Snowflake was a private company founded in 2012 and that later had one of the most historic technology IPOs ever in 2020. Snowflake offers cloud based data storage and analytics that has become known as ‘data warehouse as a service.’ What is perhaps most interesting about Snowflake’s capabilities and business model is their ability to decouple storage from compute. Customers pay next to nothing to store their data on Snowflake servers, and are charged on a consumption basis as they run queries on data. More importantly, Snowflake has created a data marketplace such that Snowflake customers can share (or sell) data with one another, allowing small and large businesses alike to join various datasets both internally and externally. In an age where data has become a strategic differentiator for nearly every business, the ability to democratize data access through shared infrastructure is quite compelling. However, the question remains whether shared infrastructure and utility based pricing will in fact lead to a more democratic data ecosystem. 
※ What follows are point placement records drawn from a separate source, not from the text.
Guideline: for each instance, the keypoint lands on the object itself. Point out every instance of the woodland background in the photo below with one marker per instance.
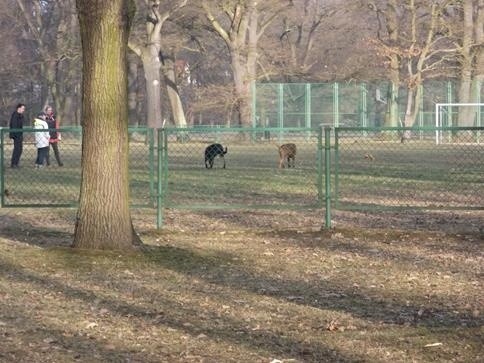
(193, 62)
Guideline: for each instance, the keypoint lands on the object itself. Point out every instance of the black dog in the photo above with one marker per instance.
(211, 152)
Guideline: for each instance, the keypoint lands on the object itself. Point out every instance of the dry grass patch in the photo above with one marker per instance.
(241, 294)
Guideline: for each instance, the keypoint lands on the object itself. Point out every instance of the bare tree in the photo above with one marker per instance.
(241, 23)
(50, 25)
(471, 58)
(103, 218)
(154, 62)
(416, 44)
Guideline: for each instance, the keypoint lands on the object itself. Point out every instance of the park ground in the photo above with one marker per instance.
(245, 287)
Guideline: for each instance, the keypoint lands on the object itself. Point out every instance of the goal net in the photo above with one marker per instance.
(447, 115)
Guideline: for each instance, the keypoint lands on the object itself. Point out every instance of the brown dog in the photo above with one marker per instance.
(287, 152)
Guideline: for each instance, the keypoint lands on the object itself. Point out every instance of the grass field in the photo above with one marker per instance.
(222, 287)
(256, 284)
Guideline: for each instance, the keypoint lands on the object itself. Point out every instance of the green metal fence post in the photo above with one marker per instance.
(336, 167)
(336, 104)
(159, 191)
(307, 109)
(327, 161)
(280, 124)
(2, 182)
(320, 166)
(151, 161)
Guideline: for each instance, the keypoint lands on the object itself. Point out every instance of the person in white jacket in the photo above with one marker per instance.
(41, 140)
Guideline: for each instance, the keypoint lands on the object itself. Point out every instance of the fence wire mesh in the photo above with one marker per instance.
(57, 185)
(251, 178)
(375, 170)
(354, 168)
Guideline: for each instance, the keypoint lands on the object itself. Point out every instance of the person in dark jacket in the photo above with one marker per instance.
(54, 134)
(17, 123)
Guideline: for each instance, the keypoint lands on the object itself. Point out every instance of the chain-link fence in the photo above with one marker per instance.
(236, 168)
(57, 185)
(246, 170)
(375, 170)
(351, 104)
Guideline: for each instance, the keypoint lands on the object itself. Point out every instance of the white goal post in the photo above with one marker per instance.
(443, 108)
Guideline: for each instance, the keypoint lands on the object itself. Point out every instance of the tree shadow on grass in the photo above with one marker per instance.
(333, 295)
(209, 323)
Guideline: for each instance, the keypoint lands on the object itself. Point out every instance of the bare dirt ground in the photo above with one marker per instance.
(246, 286)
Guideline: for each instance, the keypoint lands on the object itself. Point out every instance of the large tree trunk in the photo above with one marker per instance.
(103, 218)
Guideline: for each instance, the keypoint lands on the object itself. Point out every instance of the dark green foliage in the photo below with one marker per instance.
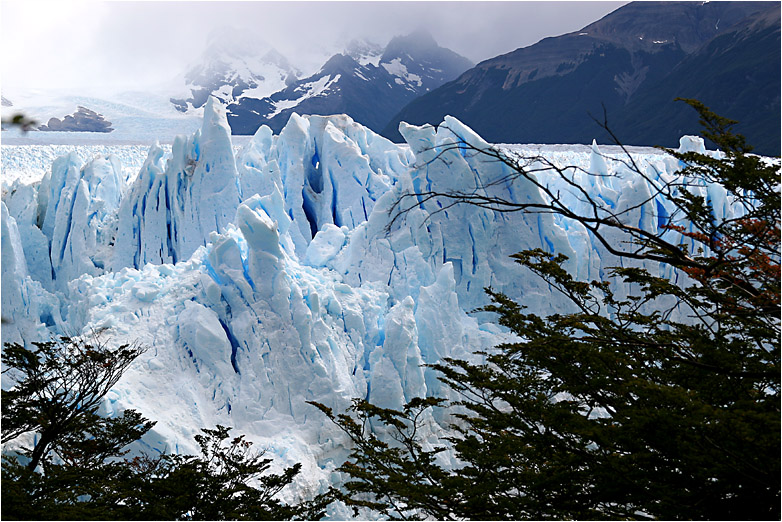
(663, 404)
(76, 469)
(60, 387)
(227, 481)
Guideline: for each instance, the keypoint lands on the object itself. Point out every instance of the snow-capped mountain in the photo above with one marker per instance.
(264, 279)
(233, 66)
(364, 82)
(633, 62)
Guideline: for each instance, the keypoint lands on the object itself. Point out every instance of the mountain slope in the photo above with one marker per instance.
(367, 87)
(548, 92)
(737, 74)
(234, 65)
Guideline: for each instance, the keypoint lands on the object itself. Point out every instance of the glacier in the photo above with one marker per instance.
(263, 278)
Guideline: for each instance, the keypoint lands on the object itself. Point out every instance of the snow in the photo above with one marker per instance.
(308, 90)
(396, 68)
(269, 275)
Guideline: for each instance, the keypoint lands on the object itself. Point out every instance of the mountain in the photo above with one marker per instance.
(263, 279)
(637, 58)
(736, 73)
(368, 85)
(234, 65)
(83, 120)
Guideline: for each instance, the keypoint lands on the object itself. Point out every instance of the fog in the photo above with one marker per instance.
(96, 47)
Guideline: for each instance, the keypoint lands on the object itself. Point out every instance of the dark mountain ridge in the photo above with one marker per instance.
(370, 90)
(548, 92)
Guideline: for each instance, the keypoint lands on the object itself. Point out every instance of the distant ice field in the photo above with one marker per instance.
(28, 157)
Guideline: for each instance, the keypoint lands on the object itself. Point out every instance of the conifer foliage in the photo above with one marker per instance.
(78, 466)
(662, 403)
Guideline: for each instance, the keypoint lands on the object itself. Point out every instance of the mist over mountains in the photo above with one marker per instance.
(366, 81)
(632, 63)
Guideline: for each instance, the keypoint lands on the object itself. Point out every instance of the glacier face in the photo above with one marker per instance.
(266, 278)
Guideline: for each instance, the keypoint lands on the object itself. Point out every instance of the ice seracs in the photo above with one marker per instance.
(286, 273)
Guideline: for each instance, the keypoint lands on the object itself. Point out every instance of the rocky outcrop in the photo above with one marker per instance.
(83, 120)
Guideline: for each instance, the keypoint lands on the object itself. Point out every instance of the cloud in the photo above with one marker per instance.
(102, 45)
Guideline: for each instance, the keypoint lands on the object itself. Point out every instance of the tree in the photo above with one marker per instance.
(629, 407)
(78, 470)
(228, 481)
(62, 383)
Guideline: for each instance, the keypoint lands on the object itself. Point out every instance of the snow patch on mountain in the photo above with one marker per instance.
(279, 275)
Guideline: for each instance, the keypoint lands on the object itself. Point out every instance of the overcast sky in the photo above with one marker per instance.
(99, 46)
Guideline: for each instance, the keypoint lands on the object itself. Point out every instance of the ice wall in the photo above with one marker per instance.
(281, 275)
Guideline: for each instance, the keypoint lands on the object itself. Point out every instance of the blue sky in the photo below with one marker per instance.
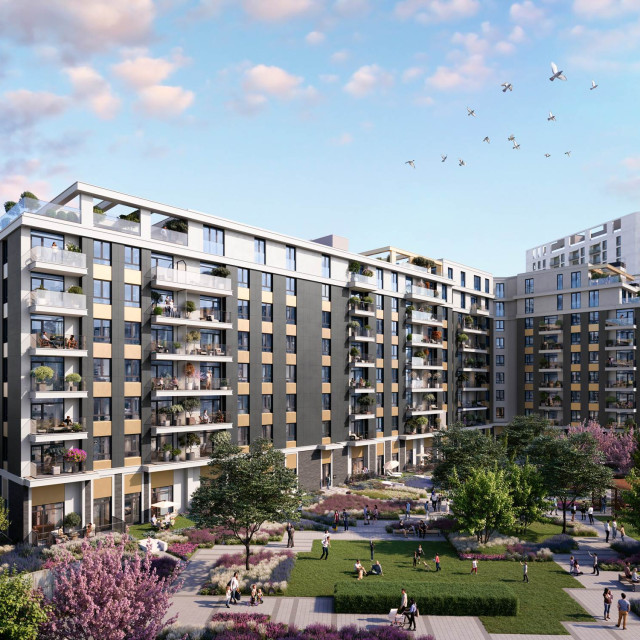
(298, 115)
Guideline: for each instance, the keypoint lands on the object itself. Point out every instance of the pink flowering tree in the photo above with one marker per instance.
(618, 448)
(108, 595)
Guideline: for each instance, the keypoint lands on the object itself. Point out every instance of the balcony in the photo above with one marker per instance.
(181, 387)
(67, 346)
(198, 351)
(56, 260)
(59, 303)
(51, 430)
(203, 318)
(162, 424)
(190, 280)
(56, 388)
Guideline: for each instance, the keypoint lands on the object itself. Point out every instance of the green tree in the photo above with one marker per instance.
(245, 489)
(571, 467)
(482, 502)
(465, 450)
(527, 493)
(521, 432)
(22, 610)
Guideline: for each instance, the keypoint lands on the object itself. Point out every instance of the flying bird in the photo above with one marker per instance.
(557, 75)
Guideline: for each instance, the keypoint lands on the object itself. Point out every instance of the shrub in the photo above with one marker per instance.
(434, 599)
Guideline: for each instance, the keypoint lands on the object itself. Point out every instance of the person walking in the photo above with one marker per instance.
(623, 611)
(608, 599)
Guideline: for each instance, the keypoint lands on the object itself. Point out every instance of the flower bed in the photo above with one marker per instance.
(268, 570)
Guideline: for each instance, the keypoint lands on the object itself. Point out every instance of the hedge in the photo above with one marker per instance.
(432, 599)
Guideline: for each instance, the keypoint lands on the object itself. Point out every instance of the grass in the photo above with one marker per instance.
(543, 603)
(139, 531)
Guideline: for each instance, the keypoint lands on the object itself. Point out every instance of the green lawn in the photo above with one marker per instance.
(139, 531)
(543, 603)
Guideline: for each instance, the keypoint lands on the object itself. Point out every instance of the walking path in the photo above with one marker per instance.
(196, 610)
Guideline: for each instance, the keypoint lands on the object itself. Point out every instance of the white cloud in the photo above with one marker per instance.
(367, 80)
(315, 37)
(23, 109)
(90, 87)
(78, 29)
(161, 101)
(429, 11)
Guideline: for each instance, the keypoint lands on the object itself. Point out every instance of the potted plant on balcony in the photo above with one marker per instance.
(73, 380)
(190, 405)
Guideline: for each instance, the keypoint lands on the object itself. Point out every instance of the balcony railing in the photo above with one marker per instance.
(59, 256)
(58, 343)
(192, 348)
(61, 299)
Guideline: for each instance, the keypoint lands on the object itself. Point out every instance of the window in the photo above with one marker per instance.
(132, 258)
(101, 252)
(102, 409)
(102, 291)
(213, 240)
(132, 333)
(132, 370)
(326, 266)
(291, 258)
(259, 251)
(132, 446)
(102, 331)
(243, 405)
(575, 300)
(132, 407)
(102, 448)
(131, 295)
(102, 369)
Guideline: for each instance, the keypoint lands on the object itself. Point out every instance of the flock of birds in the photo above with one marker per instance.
(556, 74)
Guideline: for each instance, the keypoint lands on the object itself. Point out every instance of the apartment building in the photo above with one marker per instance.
(132, 330)
(566, 345)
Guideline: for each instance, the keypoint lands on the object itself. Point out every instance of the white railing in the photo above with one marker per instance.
(59, 256)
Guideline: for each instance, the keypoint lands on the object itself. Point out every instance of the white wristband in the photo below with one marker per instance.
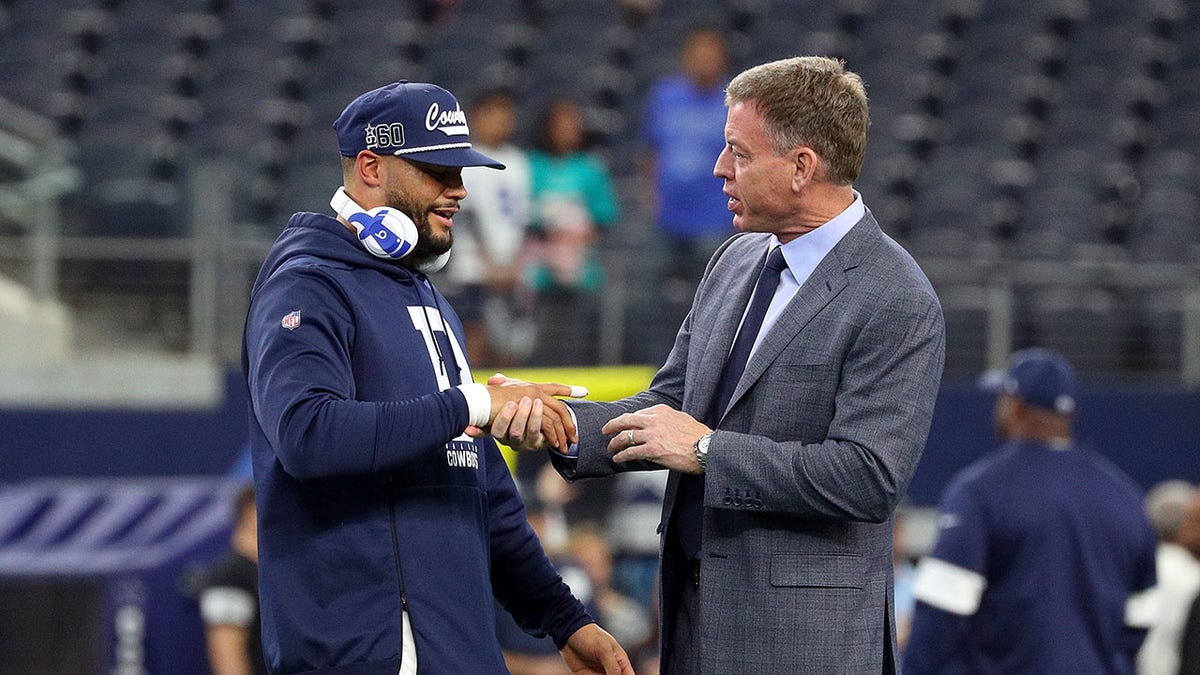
(479, 402)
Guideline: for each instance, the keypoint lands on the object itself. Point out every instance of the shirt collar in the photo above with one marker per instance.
(804, 252)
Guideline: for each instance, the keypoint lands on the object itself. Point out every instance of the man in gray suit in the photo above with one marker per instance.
(793, 406)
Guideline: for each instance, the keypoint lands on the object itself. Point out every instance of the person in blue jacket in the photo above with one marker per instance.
(1044, 559)
(385, 529)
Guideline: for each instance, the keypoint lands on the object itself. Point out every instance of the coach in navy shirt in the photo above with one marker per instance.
(1043, 556)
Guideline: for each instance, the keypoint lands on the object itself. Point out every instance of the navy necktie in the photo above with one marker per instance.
(689, 502)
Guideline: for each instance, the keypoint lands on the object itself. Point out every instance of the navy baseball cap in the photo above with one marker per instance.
(1042, 378)
(409, 119)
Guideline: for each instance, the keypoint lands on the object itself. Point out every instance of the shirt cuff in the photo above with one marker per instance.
(573, 451)
(479, 402)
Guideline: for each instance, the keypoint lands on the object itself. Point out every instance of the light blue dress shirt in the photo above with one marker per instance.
(803, 256)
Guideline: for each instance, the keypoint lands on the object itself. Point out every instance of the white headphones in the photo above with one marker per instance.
(384, 232)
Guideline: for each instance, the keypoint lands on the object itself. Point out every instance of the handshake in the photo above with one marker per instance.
(527, 416)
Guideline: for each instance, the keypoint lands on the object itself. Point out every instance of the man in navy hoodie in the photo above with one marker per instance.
(384, 529)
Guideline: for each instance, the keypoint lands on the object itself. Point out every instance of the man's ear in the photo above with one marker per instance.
(805, 167)
(367, 166)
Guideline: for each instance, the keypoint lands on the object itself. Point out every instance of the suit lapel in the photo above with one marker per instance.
(829, 278)
(729, 316)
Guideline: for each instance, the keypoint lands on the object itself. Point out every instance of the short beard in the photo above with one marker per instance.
(426, 246)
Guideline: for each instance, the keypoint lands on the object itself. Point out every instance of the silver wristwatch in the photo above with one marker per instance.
(702, 451)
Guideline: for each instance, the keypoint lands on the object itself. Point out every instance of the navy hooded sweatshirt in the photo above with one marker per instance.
(371, 499)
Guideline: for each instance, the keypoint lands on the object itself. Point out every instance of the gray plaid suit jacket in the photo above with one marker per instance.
(814, 452)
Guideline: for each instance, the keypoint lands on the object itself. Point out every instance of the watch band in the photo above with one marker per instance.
(702, 451)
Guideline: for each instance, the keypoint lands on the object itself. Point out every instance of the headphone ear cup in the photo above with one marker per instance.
(385, 232)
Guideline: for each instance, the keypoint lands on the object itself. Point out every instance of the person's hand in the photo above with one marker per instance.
(592, 650)
(659, 434)
(527, 416)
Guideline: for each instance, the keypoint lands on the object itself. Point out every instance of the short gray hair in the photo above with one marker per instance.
(1167, 505)
(811, 101)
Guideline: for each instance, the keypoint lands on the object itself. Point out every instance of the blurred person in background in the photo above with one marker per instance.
(621, 615)
(1044, 560)
(633, 529)
(905, 575)
(682, 131)
(574, 199)
(793, 407)
(228, 597)
(1188, 537)
(1179, 578)
(385, 530)
(490, 231)
(525, 653)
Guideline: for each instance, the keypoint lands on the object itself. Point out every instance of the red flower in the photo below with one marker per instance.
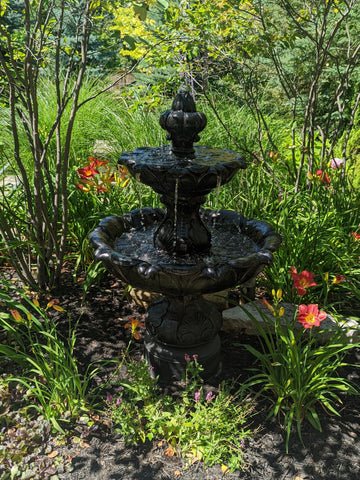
(302, 280)
(87, 172)
(310, 316)
(339, 278)
(134, 325)
(323, 177)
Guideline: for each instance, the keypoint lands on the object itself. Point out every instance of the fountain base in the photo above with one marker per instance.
(168, 362)
(178, 327)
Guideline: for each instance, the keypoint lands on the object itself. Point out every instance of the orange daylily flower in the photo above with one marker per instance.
(87, 172)
(302, 280)
(310, 316)
(267, 304)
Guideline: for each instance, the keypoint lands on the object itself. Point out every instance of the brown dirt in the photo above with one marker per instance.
(331, 454)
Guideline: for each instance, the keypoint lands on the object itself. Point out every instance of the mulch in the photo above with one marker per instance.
(331, 454)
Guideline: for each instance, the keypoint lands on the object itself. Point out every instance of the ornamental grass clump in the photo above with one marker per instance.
(47, 365)
(294, 371)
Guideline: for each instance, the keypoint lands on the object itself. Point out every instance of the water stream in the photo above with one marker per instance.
(227, 245)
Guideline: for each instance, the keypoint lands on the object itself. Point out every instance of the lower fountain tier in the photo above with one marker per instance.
(240, 249)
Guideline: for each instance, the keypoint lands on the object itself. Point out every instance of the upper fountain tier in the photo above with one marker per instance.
(183, 175)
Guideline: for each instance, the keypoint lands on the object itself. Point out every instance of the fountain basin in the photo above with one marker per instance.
(166, 174)
(125, 246)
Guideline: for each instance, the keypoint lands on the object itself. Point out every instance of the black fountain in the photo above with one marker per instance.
(183, 252)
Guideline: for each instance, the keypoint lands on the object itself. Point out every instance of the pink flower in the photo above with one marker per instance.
(310, 316)
(323, 177)
(336, 162)
(209, 397)
(197, 396)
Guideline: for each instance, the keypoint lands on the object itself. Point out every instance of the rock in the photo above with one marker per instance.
(239, 320)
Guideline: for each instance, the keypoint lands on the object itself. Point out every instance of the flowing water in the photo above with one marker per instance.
(227, 245)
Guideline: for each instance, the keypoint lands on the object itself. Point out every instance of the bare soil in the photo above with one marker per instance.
(331, 454)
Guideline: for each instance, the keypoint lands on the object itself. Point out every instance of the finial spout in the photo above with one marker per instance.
(183, 124)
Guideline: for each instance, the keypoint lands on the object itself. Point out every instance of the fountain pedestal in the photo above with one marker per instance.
(183, 252)
(180, 326)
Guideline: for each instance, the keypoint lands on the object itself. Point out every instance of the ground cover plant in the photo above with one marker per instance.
(279, 84)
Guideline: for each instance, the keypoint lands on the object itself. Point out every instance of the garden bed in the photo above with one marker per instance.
(99, 453)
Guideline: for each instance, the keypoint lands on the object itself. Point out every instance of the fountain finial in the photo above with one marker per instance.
(183, 123)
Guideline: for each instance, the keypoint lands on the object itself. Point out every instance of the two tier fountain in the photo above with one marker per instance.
(183, 252)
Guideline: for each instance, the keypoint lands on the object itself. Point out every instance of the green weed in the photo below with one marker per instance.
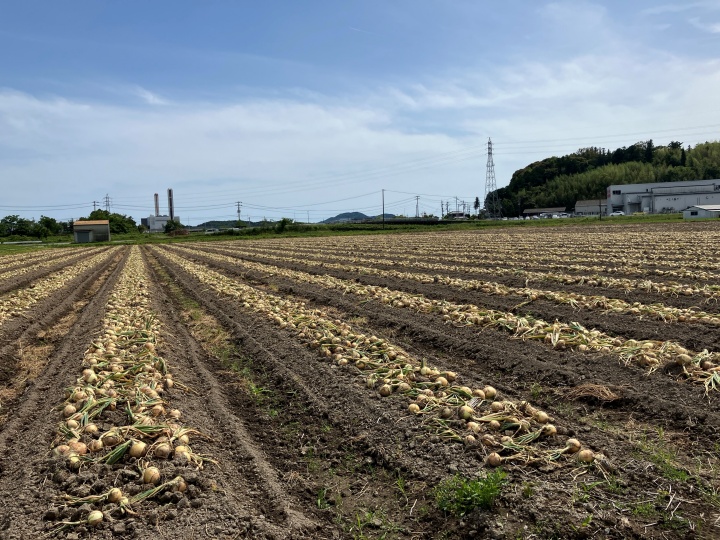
(459, 496)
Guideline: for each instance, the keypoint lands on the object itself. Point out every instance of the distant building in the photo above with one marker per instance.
(91, 231)
(157, 223)
(662, 197)
(538, 211)
(702, 211)
(592, 207)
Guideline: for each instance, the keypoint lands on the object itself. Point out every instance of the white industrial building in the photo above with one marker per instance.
(706, 211)
(592, 207)
(662, 197)
(157, 223)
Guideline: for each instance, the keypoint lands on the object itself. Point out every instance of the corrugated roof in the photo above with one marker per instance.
(543, 210)
(92, 222)
(591, 202)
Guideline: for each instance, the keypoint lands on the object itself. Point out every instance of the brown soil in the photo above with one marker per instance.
(305, 450)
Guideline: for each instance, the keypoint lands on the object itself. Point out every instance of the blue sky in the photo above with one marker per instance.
(312, 108)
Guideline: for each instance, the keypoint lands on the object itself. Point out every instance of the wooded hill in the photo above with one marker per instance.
(586, 174)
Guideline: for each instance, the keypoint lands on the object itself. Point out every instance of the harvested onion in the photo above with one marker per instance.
(95, 518)
(151, 475)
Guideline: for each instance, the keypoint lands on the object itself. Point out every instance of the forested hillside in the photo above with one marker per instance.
(585, 174)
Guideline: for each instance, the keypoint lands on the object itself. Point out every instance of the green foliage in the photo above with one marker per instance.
(586, 174)
(459, 496)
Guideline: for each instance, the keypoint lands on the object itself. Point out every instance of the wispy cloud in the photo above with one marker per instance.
(149, 97)
(681, 7)
(713, 28)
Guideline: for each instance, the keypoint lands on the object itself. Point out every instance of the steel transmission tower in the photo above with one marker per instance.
(492, 203)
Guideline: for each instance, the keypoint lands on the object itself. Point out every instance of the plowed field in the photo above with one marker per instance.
(525, 384)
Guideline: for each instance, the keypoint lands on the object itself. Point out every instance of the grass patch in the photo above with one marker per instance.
(459, 496)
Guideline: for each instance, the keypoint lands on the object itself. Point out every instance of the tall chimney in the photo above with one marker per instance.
(171, 206)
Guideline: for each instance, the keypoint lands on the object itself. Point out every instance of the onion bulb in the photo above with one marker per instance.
(69, 410)
(78, 447)
(95, 445)
(573, 445)
(62, 449)
(138, 449)
(151, 475)
(163, 450)
(114, 495)
(181, 486)
(494, 459)
(497, 406)
(95, 518)
(465, 412)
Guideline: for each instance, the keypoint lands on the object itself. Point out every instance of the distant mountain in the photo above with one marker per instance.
(352, 216)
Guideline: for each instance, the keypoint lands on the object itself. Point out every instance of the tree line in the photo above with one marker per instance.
(15, 226)
(586, 174)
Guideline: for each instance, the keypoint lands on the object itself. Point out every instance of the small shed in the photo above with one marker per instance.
(538, 211)
(703, 211)
(91, 231)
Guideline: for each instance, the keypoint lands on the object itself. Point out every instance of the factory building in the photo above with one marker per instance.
(592, 207)
(157, 222)
(97, 230)
(662, 197)
(704, 211)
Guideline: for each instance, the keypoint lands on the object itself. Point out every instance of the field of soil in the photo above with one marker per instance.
(510, 385)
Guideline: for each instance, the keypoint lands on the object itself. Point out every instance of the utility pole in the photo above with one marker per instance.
(383, 208)
(494, 210)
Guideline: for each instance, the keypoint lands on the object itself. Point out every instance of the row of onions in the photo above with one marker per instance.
(117, 412)
(614, 305)
(477, 247)
(652, 354)
(557, 275)
(503, 429)
(16, 302)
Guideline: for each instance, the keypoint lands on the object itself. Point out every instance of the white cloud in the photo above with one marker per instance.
(682, 7)
(713, 28)
(149, 97)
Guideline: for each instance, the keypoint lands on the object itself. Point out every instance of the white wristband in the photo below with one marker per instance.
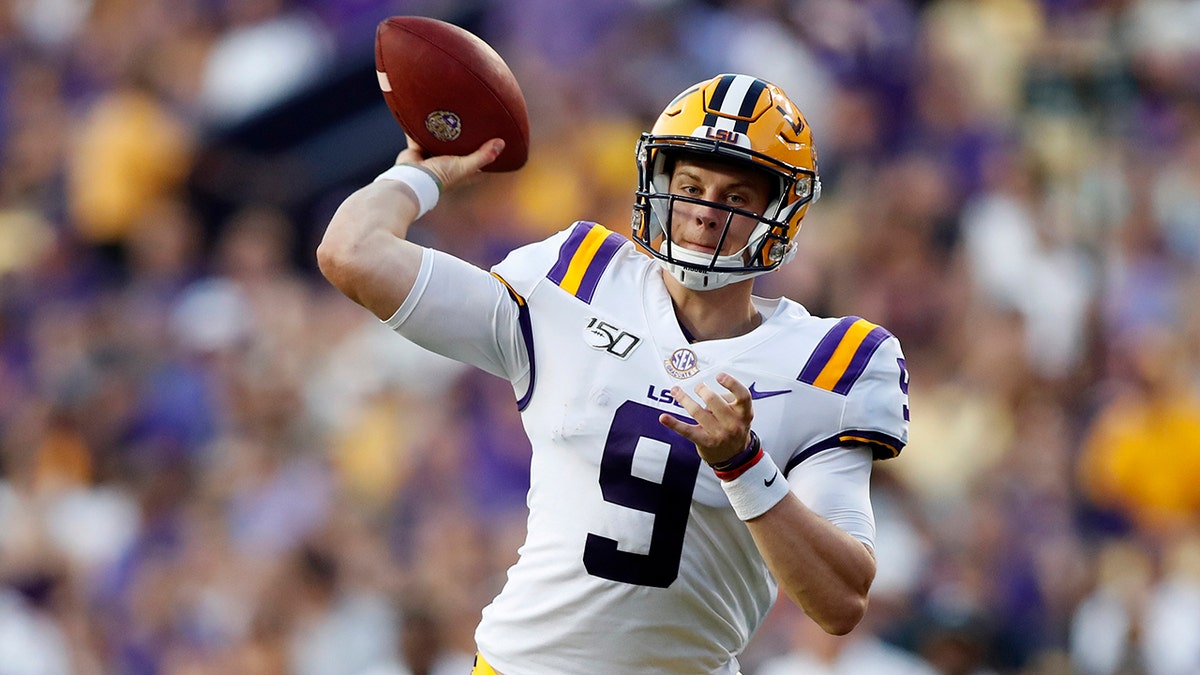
(755, 491)
(421, 181)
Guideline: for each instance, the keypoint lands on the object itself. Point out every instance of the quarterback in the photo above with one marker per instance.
(696, 448)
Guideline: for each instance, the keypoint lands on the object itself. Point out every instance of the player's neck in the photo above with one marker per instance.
(717, 314)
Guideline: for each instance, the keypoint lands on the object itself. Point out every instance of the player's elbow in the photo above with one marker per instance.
(336, 260)
(843, 619)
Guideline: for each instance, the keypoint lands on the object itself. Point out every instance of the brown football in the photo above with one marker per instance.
(450, 90)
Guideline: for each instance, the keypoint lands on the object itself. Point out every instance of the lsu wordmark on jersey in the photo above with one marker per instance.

I agree with the assertion by Varian that utility based production models are an exciting future, however I question the implication that this will be a net benefit to data consumers. In the past decade, we have seen news and communications democratized on the internet through businesses like Facebook and Twitter. However, companies like Facebook have struggled to offer a democratic communications utility while also bearing the responsibility of what is shared on their platform (often at the determinant of consumers). I wonder to what extent this offers a cautionary tale for data marketplaces like Snowflake. In the near term, businesses are likely to see lower costs of data analysis and easier access to data they may not have had the ability to query before. But if Snowflake were to grow the way Facebook did, at what point will they begin to lose control / insight over what types of data is shared and with whom? More importantly, if we believe data computing is in fact a utility, to what extent do we want such a utility completely controlled by one (or a select few) private companies?